Magnetically trigged direct electrochemical detection of DNA hybridization using Au-67 quantum dot as electrical tracer

A novel gold nanoparticle-based protocol for detection of DNA hybridization based on a magnetically trigged direct electrochemical detection of gold quantum dot tracers is described. It relies on binding target DNA (here called DNA₁) with Au-67 quantum dot in a ratio 1:1, followed by a genomagnetic hybridization assay between Au-67-DNA₁ and complementary probe DNA (here called DNA₂) marked paramagnetic beads.
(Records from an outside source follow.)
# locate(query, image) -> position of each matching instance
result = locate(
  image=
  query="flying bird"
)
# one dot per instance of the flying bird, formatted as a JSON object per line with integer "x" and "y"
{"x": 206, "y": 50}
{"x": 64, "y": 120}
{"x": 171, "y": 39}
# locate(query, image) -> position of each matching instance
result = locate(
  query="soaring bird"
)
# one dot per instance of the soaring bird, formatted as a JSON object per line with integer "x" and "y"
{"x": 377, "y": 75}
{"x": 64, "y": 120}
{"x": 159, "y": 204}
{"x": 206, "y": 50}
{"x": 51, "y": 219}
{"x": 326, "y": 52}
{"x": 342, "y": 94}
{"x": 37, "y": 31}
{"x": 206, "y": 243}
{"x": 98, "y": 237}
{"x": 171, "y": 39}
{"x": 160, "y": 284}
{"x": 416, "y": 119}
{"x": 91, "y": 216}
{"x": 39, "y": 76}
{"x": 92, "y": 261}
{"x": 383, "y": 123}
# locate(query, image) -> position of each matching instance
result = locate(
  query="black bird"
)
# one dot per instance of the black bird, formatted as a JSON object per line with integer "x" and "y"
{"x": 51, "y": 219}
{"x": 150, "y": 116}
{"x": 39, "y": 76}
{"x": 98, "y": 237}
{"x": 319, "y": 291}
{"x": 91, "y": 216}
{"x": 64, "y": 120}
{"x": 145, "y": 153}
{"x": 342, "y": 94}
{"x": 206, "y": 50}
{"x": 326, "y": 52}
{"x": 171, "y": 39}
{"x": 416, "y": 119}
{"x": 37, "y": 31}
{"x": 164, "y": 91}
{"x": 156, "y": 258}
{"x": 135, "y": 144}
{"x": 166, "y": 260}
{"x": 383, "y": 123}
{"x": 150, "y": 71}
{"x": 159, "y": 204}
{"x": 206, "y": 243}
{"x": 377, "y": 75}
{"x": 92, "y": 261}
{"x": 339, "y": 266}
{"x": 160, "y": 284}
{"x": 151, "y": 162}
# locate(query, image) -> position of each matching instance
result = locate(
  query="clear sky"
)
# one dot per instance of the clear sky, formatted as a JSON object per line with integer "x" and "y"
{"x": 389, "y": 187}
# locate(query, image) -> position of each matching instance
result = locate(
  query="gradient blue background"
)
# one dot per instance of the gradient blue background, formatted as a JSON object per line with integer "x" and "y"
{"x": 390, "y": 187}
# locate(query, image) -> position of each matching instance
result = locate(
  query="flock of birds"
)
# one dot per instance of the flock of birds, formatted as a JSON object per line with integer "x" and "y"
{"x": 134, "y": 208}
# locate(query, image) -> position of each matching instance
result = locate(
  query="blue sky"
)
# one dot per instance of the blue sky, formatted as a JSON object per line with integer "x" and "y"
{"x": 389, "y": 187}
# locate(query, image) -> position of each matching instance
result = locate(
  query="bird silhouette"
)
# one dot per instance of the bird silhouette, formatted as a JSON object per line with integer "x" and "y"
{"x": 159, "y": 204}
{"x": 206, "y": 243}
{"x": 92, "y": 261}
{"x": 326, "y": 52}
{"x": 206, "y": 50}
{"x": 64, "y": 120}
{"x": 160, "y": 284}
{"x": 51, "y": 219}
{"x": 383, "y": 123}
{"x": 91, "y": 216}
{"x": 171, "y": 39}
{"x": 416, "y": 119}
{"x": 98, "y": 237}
Differential pulse voltammetry is used for a direct voltammetric detection of resulting Au-67 quantum dot-DNA₁/DNA₂-paramagnetic bead conjugate on magnetic graphite-epoxy composite electrode. The characterization, optimization, and advantages of the direct electrochemical detection assay for target DNA are demonstrated. The two main highlights of presented assay are (1) the direct voltammetric detection of metal quantum dots obviates their chemical dissolution and (2) the Au₆7 quantum dot-DNA₁/DNA₂-paramagnetic bead conjugate does not create the interconnected three-dimensional network of Au-DNA duplex-paramagnetic beads as previously developed nanoparticle DNA assays, pushing down the achievable detection limits.